Conhecer a dimensão do universo e o nosso lugar nele é um requisito de toda a pessoa culta. Infelizmente, muitas pessoas têm ainda crenças aritmeticamente ridículas sobre a verdadeira dimensão do universo. Os números são em si pouco expressivos quando se trata de quantidades astronómicas. De modo que é melhor pensar assim: imagine-se o número de segundos que existe numa hora — são 3600. Portanto, há 86 400 segundos por dia. Se fizer os cálculos para determinar quantos segundos há num ano já está mais perto do que se quer: é que na nossa galáxia há o mesmo número de estrelas que segundos há em três mil anos. E em torno da nossa estrela há nove planetas, o que também acontecerá com muitas outras estrelas. Mas a nossa galáxia não é a única: há cem biliões de galáxias. Qualquer mundividência que não acomode esta realidade é pura e simplesmente provinciana.
Para poder apresentar os aspectos científicos relevantes que conduziram aos diferentes aspectos da moderna teoria do Big Bang, o autor apresenta as teorias de Newton e de Einstein, assim como algumas das descobertas fundamentais da física atómica e até da química. Não se trata, contudo, de falar em segunda mão, com base noutros livros de divulgação. O autor apresenta-nos uma história baseada em fontes primárias, o que lhe permite desfazer injustiças históricas, descrevendo resultados científicos fundamentais que muitas vezes passaram despercebidos no seu tempo, e que ainda hoje não são referidos nos manuais e livros de divulgação.

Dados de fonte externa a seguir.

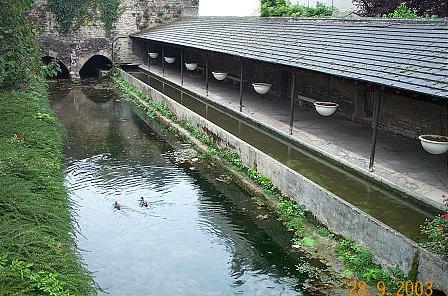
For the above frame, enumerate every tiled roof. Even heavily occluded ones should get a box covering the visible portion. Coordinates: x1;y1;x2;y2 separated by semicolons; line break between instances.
132;17;448;98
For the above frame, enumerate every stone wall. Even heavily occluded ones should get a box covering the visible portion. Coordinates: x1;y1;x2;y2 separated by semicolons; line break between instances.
30;0;197;77
151;46;448;139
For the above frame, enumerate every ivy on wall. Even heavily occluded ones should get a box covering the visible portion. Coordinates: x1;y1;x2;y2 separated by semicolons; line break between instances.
47;0;123;37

Por vezes, surpreende descobrir quão ignorantes eram os nossos antepassados mais próximos. Quando a segunda guerra mundial acabou, por exemplo, ainda ninguém sabia que a nossa galáxia é apenas uma entre muitas. O processo de descoberta de que há outras galáxias além da nossa é apresentado de forma fascinante, e mostra bem dois aspectos centrais da ciência: a observação muitíssimo cuidada e precisa, e a argumentação imaginativa.
A história termina em 1992 com a medição das variações da radiação de fundo (uma espécie de eco da Grande Explosão) que confirmou o modelo do Big Bang. O jornal inglês Independent publicou nesse ano, no dia 24 de Abril, um arrojado gráfico na primeira página com o título COMO O UNIVERSO COMEÇOU. Para saber a história desta descoberta, devore este livro único.